Quando a segunda-feira nasceu - o dia 3 de março -, parida das entranhas do feriado de fim de semana, na madrugada, ainda, em São Paulo, tomei o Jumbo da JAL e pelos ares do mundo faço como o poeta: Vou danado pra Catende/Vou danado pra Catende/Com vontade de chegar... Cuido em levar, a tiracolo, os agasalhos todos de que disponho e os que dispõem, igualmente, os amigos diletos, os meus companheiros de batente, da faina diária, os quais têm mais horas de vôo e se habituaram, já, à lã e à linha dos casacos de frio. Pela Internet, todavia, comuniquei-me com brasileiro largado pra aquelas bandas e soube de seus tremores quando o dia amanhece em Tóquio e confesso os meus temores. Ora, sou nascido e criado no calor dos trópicos, acostumado ao suor pingando no rosto, de dia e de noite e costumo bater o queixo diante das temperaturas baixas ou abaixadas. Não ligo o condicionador de ar, senão no mínimo da potência, puxando o lençol, de logo, pra cima de mim, isolando-me do vento e da aragem artificial. Imagine ao natural!

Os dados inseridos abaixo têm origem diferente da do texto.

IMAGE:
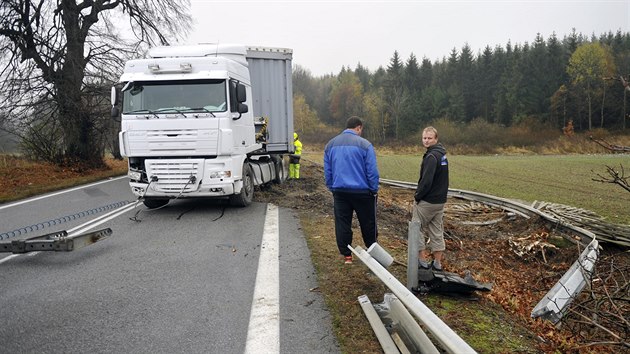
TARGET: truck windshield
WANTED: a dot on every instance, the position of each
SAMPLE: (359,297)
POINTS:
(181,96)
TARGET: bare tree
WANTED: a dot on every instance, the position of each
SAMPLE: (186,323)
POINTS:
(53,54)
(615,177)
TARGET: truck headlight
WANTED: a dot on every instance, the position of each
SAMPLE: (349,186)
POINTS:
(135,175)
(221,174)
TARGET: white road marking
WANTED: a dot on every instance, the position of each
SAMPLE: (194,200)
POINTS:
(57,193)
(264,320)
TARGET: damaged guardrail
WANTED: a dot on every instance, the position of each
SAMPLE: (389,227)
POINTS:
(57,242)
(444,335)
(555,303)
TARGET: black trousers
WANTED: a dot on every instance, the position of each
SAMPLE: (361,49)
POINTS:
(364,204)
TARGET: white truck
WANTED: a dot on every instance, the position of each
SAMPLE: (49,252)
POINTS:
(210,120)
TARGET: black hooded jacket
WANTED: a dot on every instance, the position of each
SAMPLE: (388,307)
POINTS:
(433,182)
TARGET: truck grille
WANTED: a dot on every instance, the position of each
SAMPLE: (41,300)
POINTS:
(175,176)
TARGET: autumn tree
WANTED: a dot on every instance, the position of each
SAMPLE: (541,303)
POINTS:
(54,53)
(305,119)
(587,69)
(346,97)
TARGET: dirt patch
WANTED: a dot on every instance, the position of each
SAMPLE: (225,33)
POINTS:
(489,242)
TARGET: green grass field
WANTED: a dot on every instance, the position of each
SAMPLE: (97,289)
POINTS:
(562,179)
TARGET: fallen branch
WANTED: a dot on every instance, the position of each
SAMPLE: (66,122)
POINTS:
(617,178)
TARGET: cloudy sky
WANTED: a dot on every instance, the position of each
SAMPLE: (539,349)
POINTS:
(326,35)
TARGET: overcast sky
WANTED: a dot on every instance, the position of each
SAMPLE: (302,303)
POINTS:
(326,35)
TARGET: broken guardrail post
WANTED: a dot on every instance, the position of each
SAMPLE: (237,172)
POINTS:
(555,303)
(380,254)
(448,339)
(412,330)
(413,245)
(387,343)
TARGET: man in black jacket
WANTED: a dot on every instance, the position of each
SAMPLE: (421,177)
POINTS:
(430,198)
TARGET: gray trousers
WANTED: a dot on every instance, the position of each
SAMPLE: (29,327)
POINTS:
(431,225)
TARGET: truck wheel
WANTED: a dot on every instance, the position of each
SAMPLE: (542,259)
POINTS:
(155,203)
(244,198)
(278,164)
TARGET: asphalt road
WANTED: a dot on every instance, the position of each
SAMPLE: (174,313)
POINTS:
(187,278)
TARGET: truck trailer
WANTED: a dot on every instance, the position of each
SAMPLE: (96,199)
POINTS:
(209,121)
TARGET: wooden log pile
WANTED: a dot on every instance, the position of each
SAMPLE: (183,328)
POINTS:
(605,231)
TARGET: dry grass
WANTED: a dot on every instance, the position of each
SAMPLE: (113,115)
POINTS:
(20,178)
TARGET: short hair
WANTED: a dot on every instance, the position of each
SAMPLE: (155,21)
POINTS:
(353,122)
(430,129)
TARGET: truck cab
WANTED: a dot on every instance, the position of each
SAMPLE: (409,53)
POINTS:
(205,121)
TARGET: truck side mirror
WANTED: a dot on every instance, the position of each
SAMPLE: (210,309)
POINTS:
(241,94)
(115,111)
(114,96)
(115,101)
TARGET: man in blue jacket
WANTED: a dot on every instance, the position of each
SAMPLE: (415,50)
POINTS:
(352,176)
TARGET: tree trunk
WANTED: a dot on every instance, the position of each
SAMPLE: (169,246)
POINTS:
(601,124)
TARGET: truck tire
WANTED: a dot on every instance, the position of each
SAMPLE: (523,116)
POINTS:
(244,198)
(153,203)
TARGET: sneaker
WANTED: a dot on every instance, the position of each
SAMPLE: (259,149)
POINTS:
(436,267)
(423,265)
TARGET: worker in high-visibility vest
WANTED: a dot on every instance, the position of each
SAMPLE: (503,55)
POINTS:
(294,159)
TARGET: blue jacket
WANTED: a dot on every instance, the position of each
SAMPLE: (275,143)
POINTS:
(350,164)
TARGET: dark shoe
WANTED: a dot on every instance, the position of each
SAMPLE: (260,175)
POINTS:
(423,266)
(435,267)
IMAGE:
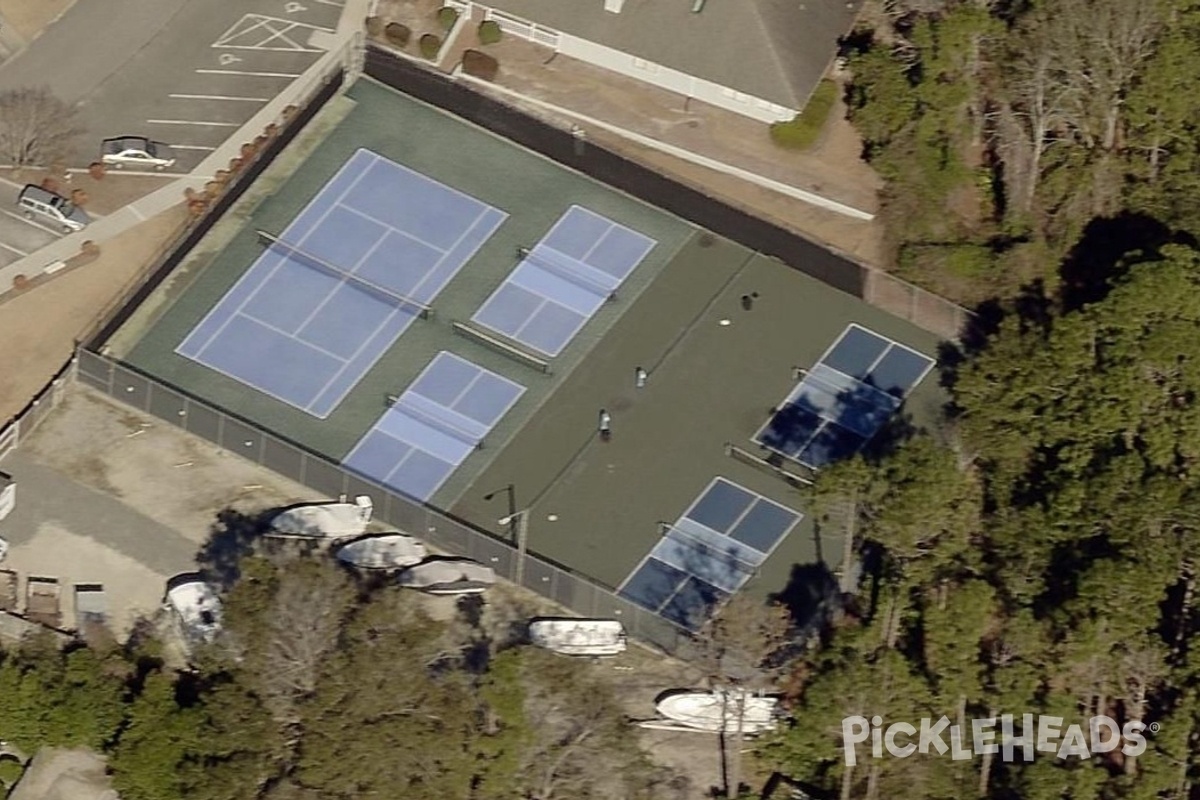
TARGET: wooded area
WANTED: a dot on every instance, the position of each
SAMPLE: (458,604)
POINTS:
(1014,136)
(321,689)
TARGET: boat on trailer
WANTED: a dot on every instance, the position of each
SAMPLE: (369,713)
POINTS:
(717,711)
(391,551)
(579,637)
(324,519)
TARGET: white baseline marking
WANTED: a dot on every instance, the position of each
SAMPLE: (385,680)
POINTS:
(34,222)
(19,252)
(246,100)
(221,125)
(245,72)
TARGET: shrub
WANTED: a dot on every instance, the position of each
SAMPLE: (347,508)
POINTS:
(430,46)
(397,34)
(802,132)
(480,65)
(490,31)
(447,17)
(971,262)
(10,770)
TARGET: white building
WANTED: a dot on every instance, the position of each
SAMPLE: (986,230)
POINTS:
(757,58)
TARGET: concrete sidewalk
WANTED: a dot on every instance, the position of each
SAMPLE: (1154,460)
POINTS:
(340,49)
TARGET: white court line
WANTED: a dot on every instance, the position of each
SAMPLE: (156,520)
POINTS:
(247,100)
(256,74)
(19,252)
(221,125)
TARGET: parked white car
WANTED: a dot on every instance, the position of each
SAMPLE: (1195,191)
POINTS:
(39,203)
(136,151)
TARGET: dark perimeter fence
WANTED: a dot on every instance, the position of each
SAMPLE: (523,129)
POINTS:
(879,288)
(575,591)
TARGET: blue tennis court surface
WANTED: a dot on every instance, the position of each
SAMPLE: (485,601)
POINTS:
(562,282)
(709,553)
(306,335)
(847,396)
(433,426)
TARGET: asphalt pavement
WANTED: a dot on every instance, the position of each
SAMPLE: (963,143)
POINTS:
(19,236)
(185,73)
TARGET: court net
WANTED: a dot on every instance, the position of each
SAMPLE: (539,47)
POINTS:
(438,423)
(370,287)
(503,348)
(569,270)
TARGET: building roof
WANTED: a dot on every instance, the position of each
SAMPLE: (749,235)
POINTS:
(774,49)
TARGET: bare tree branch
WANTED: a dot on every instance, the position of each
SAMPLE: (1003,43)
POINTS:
(36,127)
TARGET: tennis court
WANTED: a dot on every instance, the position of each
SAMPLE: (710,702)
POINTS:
(563,281)
(336,289)
(709,553)
(845,398)
(433,426)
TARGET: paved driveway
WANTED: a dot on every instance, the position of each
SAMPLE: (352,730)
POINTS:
(19,236)
(189,73)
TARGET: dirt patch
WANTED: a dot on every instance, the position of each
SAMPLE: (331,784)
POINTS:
(31,17)
(832,168)
(40,326)
(418,16)
(105,196)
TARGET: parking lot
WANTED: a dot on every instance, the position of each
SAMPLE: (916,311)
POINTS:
(205,74)
(19,236)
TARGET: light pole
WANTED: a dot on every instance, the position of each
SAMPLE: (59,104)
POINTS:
(519,527)
(520,523)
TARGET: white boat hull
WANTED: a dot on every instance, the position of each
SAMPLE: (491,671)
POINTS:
(720,710)
(384,552)
(579,637)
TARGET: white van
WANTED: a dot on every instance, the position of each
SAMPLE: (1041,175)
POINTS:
(37,202)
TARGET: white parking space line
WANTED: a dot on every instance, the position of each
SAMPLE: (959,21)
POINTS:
(36,224)
(220,125)
(246,100)
(262,32)
(10,247)
(247,73)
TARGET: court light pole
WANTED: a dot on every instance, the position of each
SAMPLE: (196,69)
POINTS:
(519,529)
(520,524)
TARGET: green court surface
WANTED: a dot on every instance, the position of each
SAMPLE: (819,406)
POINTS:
(533,191)
(717,370)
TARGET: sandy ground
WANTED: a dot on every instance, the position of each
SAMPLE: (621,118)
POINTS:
(31,17)
(832,168)
(112,192)
(108,495)
(40,326)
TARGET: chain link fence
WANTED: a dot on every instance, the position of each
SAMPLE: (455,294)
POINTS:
(921,307)
(577,593)
(39,409)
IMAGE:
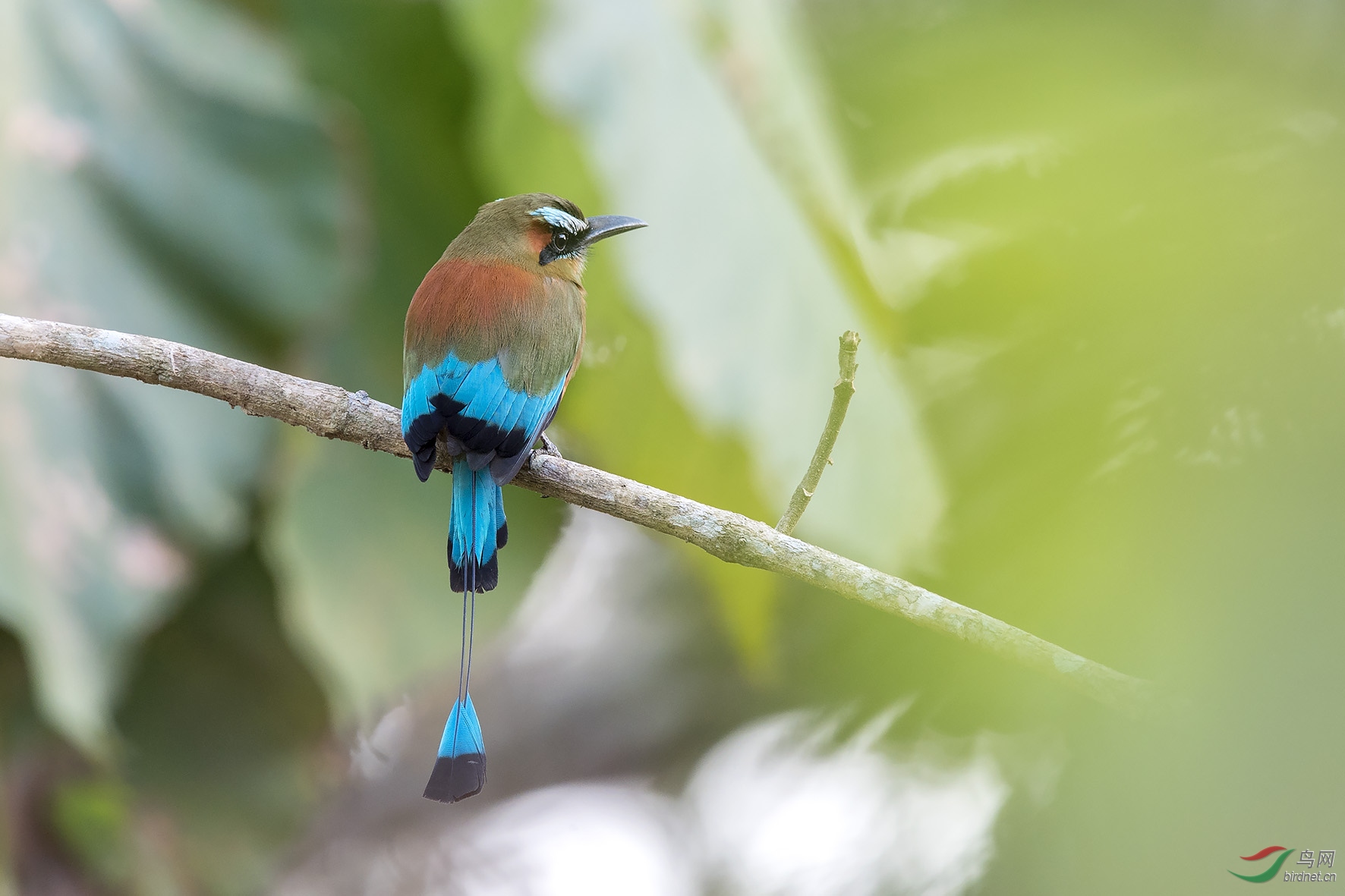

Depois, à volta, hei de escrever as impressões de viagem! Fazer, como toda gente que se preza e ensaia a arte do registro, um diário, assinalando as benesses e os tropeços.

Texto escrito em 1996, logo que cheguei a Tóquio e me instalei no hotel do governo, para tanto destinado, isto é voltado para a hospedagem de convidados da gestão.